Lo peor del caso es que la juventud se ha contagiado de la insana dejadez cultural emanante del poder. Se conforman con pensar que la cultura de un pueblo son únicamente sus fiestas y que lo que mola consiste en el canuto y la diversión facilona. Sin medios, sin ayudas, sin planes serios al respecto, el joven español no hallará la senda cierta que le lleve hacia una plena identificación con la historia, con la tradición y, en última instancia, con la raíz cultural y distintiva de su tierra natal. Y es que donde no se siembra, mal se puede recoger.

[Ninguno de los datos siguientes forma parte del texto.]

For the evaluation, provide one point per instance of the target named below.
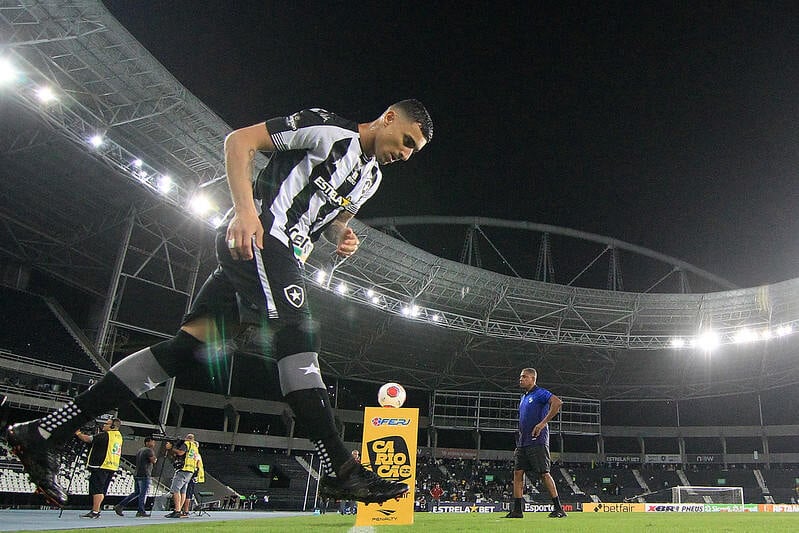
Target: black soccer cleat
(354, 482)
(39, 459)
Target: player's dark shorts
(532, 459)
(100, 480)
(270, 286)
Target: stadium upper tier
(392, 276)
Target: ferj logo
(389, 458)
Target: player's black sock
(556, 501)
(125, 381)
(312, 409)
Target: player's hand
(240, 232)
(348, 243)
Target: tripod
(199, 509)
(78, 450)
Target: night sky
(674, 128)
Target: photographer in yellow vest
(103, 461)
(198, 477)
(185, 456)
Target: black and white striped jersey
(318, 170)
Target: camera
(161, 437)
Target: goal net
(690, 494)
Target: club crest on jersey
(292, 120)
(331, 193)
(295, 295)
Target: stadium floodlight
(744, 335)
(8, 74)
(165, 184)
(45, 94)
(200, 204)
(96, 140)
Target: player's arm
(240, 149)
(340, 234)
(554, 408)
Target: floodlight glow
(8, 73)
(744, 335)
(200, 204)
(45, 95)
(708, 341)
(164, 184)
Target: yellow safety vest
(192, 455)
(200, 469)
(113, 452)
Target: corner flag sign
(389, 450)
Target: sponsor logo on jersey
(331, 193)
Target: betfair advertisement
(389, 450)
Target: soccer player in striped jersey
(323, 168)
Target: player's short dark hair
(416, 111)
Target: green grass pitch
(494, 522)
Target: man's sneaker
(354, 482)
(39, 459)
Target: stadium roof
(69, 207)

«Nunca es mañana; siempre es hoy» -escribió una vez Ramón Gómez de la Serna-. Hagamos nuestra su clásica greguería, reconózcanse los vacíos, los errores cometidos, y trabájese para subsanarlos sin esperar a mañana. La cultura -no lo olvidemos- es el cimiento de las sociedades modernas. Y nuestra juventud, que demanda menos demagogias y más veracidad en todos los órdenes de la vida, no se merece una cultura vacía y trivial como la que algunos se han empeñado en ofrecerle.
.·.
[1] Alonso, Dámaso: Una generación poética (1920-1936). Ensayo perteneciente a su obra Poetas españoles contemporáneos. Editorial Gredos, Colección Biblioteca Románica Hispánica (Tercera edición aumentada. Madrid, 1978).